This year, my seedlings include: two types of peas, two kinds of chard, seven kinds of lettuce, two types of green onions (one with gorgeous red stems), arugula, chamomile, basil, cilantro and sweet alyssum. The chives, sage and French sorrel have proved themselves to be hardy perennials—even in pots—and came back this year as they have every other year. And the oregano, parsley, chard and kale I planted indoors are still growing strong.
Who needed that desk for writing, anyway?
On to this month’s reviews.
On Halloween night, three friends enter a haunted cemetery to uncover a story spooky enough to bag them editorial positions at the school newspaper. Unfortunately, the ghosts have plans of their own.
A quick note to new readers: books that are available from the Toronto Public Library will be marked #TPL, because books don’t have to be new or owned in order to be loved.
MG Book Review
When Josie and her friends, Alison and Jackson, sneak into the Bachelor’s Grove cemetery on Halloween night, they hope that a ghost sighting will help them clinch editorial positions on the school newspaper. If a ghost is going to appear anywhere, it will be here, at the cemetery, on Halloween night. If they don’t encounter the White Lady, then maybe they’ll get lucky with the phantom farmhouse. So long as they don’t enter, they’ll be safe. (Those who do disappear.)

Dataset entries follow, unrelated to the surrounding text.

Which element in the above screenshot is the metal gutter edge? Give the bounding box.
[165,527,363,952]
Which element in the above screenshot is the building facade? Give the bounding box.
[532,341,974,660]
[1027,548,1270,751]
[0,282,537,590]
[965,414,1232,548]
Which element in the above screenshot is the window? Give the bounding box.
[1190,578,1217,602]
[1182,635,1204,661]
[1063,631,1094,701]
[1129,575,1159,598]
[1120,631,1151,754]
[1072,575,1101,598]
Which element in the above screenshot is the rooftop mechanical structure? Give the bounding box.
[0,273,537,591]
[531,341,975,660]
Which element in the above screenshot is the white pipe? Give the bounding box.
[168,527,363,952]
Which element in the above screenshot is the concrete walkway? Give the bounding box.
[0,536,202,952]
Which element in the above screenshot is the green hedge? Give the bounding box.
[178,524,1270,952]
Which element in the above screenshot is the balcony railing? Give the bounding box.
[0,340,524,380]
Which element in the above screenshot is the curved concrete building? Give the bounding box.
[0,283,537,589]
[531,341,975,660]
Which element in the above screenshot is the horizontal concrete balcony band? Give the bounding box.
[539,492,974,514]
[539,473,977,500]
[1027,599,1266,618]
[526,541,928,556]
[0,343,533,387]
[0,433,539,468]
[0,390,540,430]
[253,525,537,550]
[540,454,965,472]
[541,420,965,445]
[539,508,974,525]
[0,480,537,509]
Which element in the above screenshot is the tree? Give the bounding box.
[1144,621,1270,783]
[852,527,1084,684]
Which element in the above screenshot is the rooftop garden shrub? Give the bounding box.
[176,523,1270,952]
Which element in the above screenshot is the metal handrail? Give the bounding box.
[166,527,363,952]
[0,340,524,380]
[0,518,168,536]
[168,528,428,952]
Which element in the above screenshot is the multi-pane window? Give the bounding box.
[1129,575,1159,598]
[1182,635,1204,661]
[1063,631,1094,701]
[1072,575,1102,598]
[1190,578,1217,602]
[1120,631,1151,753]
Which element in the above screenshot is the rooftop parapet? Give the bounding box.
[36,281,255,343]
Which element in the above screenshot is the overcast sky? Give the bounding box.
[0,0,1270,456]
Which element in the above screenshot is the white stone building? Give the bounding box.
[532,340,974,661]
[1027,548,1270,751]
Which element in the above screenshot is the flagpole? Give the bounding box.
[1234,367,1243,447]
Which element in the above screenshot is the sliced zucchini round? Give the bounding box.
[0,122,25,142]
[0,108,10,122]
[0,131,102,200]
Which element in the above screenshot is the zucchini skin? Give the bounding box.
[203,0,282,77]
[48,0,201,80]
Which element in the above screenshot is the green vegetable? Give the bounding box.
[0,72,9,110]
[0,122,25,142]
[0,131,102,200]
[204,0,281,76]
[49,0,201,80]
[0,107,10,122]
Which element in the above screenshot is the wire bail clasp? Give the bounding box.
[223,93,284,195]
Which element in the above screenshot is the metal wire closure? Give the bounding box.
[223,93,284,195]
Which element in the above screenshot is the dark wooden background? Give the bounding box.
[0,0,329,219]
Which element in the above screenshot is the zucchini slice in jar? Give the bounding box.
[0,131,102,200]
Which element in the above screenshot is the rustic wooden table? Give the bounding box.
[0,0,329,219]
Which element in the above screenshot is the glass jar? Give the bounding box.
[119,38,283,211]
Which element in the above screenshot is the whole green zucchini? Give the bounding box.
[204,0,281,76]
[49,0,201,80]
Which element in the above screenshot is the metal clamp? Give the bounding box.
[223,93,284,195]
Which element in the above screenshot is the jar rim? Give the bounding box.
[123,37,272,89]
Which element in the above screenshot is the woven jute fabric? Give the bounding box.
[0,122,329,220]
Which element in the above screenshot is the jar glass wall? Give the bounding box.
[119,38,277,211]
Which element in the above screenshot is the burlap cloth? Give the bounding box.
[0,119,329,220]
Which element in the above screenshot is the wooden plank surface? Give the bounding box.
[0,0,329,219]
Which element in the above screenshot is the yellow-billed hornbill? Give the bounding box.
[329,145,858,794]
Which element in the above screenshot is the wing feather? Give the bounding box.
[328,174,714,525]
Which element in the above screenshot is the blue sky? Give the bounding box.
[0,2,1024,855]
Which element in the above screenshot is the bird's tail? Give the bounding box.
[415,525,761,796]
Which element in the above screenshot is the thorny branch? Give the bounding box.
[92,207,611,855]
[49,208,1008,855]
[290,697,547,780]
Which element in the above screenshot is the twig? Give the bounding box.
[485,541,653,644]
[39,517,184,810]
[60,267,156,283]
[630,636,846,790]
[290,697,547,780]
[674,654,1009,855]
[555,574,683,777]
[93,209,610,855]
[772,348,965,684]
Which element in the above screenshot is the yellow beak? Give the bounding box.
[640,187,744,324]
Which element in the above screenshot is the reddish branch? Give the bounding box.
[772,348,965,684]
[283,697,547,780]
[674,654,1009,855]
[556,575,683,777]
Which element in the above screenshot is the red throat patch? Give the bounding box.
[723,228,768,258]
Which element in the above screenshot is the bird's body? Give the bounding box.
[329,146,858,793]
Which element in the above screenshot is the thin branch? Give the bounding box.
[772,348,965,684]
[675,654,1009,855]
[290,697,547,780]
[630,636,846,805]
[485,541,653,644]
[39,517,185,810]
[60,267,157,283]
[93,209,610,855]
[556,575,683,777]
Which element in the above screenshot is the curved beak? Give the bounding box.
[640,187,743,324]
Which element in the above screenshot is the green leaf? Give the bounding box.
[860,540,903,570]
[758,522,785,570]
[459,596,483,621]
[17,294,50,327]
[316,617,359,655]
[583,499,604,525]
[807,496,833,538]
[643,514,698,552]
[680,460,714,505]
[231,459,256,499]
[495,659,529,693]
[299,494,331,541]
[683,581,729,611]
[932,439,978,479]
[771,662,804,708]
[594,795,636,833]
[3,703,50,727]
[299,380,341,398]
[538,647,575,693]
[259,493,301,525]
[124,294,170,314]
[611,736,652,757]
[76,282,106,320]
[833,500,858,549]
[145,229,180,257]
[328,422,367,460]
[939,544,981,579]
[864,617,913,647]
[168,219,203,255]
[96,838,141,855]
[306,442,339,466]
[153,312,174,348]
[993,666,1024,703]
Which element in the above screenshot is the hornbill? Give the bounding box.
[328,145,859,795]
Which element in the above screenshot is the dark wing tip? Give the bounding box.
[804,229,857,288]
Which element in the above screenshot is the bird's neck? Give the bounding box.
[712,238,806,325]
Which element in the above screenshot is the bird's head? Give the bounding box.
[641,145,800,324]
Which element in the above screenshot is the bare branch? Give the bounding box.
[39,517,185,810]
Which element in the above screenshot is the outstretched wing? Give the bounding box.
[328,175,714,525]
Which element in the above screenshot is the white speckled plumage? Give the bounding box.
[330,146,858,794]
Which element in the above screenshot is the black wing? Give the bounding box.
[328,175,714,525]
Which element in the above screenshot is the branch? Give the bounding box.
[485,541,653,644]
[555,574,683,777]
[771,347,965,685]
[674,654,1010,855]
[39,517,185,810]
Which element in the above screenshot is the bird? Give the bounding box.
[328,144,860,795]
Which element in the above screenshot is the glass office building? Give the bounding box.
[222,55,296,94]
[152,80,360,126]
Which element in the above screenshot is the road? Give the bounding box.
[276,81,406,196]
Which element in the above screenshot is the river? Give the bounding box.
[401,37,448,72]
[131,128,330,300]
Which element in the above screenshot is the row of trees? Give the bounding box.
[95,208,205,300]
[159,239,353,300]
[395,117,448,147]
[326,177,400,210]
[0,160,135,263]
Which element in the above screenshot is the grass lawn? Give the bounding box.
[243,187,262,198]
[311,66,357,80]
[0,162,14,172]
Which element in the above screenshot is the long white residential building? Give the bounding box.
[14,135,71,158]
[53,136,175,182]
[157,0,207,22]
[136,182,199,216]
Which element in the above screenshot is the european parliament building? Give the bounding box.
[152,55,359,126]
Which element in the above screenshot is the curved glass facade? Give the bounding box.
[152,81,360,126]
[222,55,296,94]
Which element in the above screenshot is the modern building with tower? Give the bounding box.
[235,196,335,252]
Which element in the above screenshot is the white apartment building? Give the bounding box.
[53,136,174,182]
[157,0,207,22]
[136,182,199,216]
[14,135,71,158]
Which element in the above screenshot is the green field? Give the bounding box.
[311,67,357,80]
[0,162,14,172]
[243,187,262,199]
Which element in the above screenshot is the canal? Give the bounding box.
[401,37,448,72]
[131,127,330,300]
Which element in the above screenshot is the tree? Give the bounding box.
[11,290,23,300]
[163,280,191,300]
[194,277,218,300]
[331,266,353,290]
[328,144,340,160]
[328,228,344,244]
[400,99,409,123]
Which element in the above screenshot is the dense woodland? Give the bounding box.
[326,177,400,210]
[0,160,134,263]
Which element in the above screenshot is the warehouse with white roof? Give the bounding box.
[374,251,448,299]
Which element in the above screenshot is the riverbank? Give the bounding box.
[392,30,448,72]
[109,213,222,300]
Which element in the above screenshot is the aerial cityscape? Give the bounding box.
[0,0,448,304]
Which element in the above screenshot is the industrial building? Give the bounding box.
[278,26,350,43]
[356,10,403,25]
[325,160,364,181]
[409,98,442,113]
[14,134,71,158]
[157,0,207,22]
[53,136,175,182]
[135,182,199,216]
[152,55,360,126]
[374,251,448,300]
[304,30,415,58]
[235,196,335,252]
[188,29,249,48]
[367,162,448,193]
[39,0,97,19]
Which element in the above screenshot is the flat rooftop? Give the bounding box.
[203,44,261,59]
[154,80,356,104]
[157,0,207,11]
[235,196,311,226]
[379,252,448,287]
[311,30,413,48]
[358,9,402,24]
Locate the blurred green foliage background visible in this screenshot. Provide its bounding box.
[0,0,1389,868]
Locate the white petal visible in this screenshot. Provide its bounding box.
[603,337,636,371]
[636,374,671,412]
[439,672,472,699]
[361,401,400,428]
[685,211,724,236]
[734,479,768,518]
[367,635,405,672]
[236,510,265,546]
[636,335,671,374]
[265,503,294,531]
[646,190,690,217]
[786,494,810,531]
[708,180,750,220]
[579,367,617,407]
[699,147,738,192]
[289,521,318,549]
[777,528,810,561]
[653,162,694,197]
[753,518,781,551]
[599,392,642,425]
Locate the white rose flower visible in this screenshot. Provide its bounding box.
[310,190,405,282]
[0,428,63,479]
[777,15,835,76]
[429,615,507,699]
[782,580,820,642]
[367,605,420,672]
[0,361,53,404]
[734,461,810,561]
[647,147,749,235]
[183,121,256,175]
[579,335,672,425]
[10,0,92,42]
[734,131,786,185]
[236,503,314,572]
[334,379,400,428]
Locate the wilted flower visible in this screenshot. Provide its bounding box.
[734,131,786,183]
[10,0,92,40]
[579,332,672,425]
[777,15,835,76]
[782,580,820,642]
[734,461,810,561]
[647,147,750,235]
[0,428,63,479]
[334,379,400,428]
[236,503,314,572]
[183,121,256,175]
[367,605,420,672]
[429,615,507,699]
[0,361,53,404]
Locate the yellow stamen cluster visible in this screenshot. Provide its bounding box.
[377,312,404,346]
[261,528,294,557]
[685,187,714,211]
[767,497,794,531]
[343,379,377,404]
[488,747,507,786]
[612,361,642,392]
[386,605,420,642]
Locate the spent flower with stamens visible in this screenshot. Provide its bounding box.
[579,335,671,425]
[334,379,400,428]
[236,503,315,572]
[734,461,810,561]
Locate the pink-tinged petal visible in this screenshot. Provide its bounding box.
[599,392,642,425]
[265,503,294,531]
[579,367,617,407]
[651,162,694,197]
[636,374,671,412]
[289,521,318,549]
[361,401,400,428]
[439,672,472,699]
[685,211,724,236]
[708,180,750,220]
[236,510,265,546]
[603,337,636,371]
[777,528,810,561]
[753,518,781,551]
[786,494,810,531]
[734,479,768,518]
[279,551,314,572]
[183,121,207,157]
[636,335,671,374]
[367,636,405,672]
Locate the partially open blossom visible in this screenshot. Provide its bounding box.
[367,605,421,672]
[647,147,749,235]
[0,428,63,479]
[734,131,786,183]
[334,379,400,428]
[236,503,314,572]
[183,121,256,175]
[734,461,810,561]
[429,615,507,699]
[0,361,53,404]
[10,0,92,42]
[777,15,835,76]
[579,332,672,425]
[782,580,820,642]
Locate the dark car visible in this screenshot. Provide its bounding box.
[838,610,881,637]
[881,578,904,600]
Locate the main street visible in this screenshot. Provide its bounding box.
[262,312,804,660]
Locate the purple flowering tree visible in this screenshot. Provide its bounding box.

Their plans are cut short by a hopped-up security guard, who thinks the kids are there to vandalize the cemetery. Although the three friends escape, they’ve lost their chance for a story. With Josie’s parents out of town, they go back to her house to commiserate. It’s not long before their disappointing Halloween night morphs into something far more terrifying. A creepy image of the phantom farmhouse appears on all three of their phones, with the words I’m watching dripping down the screen. At first, they think that one of their schoolmates is pranking them, but none of them recognizes the number. When a second text with a countdown timer appears, the friends realize they only have three days to discover who—or what—is haunting them. The word deadline takes on a very different—and sinister—meaning.
I’ve been on a bit of a horror kick recently, and I’m always in the mood for a good MG ghost story. And one with a poltergeist farmhouse that devours people? I’m in.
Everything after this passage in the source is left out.